Their average age was twenty-five. They came from Berkeley, Cambridge, Paris, London, Chicago—and arrived in New Mexico ready for adventure, or at least resigned to it. But hope quickly turned to hardship as they were forced to adapt to a rugged military town where everything was a secret, including what their husbands were doing at the lab. They lived in barely finished houses with a P.O. box for an address in a town wreathed with barbed wire, all for the benefit of a project that didn’t exist as far as the public knew. Though they were strangers, they joined together—adapting to a landscape as fierce as it was absorbing, full of the banalities of everyday life and the drama of scientific discovery.~ Goodreads Summary
Look everyone is going to harp on about it so let me just get it out now, this book is written in first person plural. The use of the royal sounding "we" rather than "I" is used through out this book and it does not stop after the first few pages to lapse into a more conventional style of writing. There I said it. Guess what? I loved the style. It gave the group a harmony and a stronger voice. Instead of merely identifying with one woman and then alienating the others you are shown the group as a being. A simple take us or leave us being. I loved it. It has to be said that some may find this type of reading to be too difficult and the multi-voice to tiring to follow. I like a challenge, no one reads Shakespeare because it's easy, or dissects Odysseus because it's fun. We're in it for the thrill of besting the pages. If you can pull your self above the different style then this book is a wonderful fleshed out view of the Manhattan Project written by someone actually born on one of the secret bases.
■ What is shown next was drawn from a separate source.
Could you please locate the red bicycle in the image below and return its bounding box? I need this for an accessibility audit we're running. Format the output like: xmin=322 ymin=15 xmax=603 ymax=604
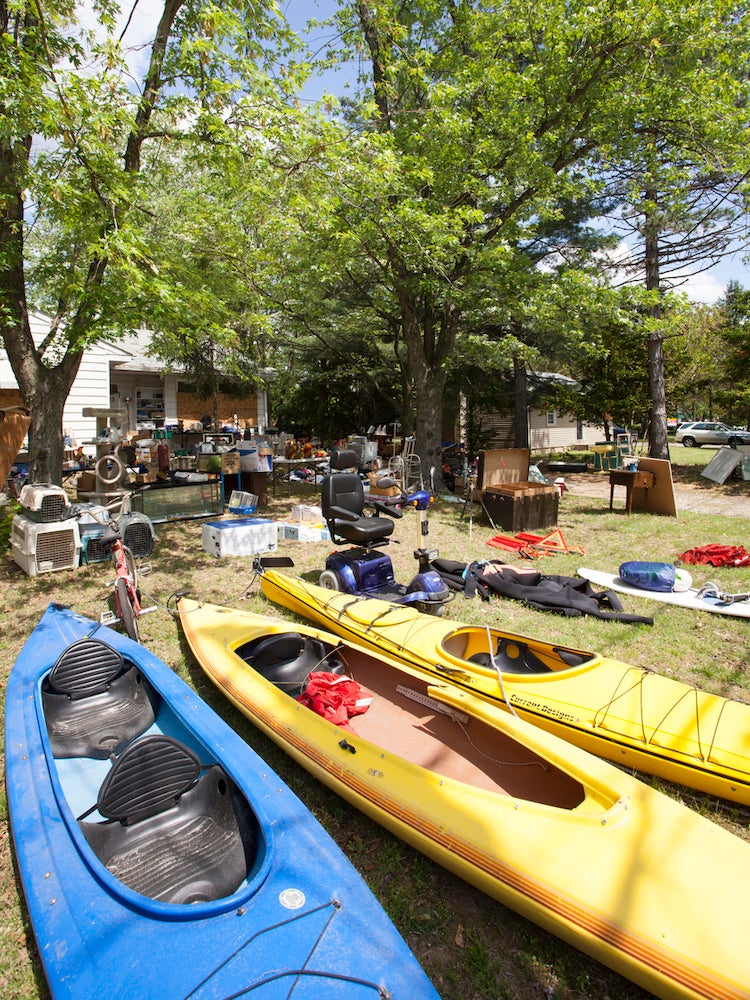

Everyone wants to know what it was like from the men who actually built the bomb, and while this is fascinating it isn't enough for me, nor should it be for you. I can't look at greatness without thinking about the sacrifices they had to make to get there. How many days did they miss with their families? Did they make every moment count or did they expect them to be waiting for them? Were they a parent or were they simply an adult who lived in the same house? This book showed the struggles and the triumphs of the families of Los Alamos. These women were taken away from their families and their friends and forced to adapt. With military families you are volunteering for this life but in the science community you might not be expecting it. They became military families and yet not quite. They didn't fit the box since their husbands and fathers were civilians so they didn't get all the things that go with it. These are the stories that need to be told. NOT just about great people doing great things but of the families who sacrifice their happiness and their youth for these great people.
This story was a great view into the mind of women who either had to bond or further isolate themselves. Each of them bound by simply not knowing what secret they were protecting. This life was hard and exhausting, that really comes through on the page. Take the time, accept the Plural First and enjoy the crap out of this book. Because of the risk of you giving up after a few chapters, I would say borrow it at your local library or KindleUnlimted it. If you like it buy it, if not then feel free to let me know why.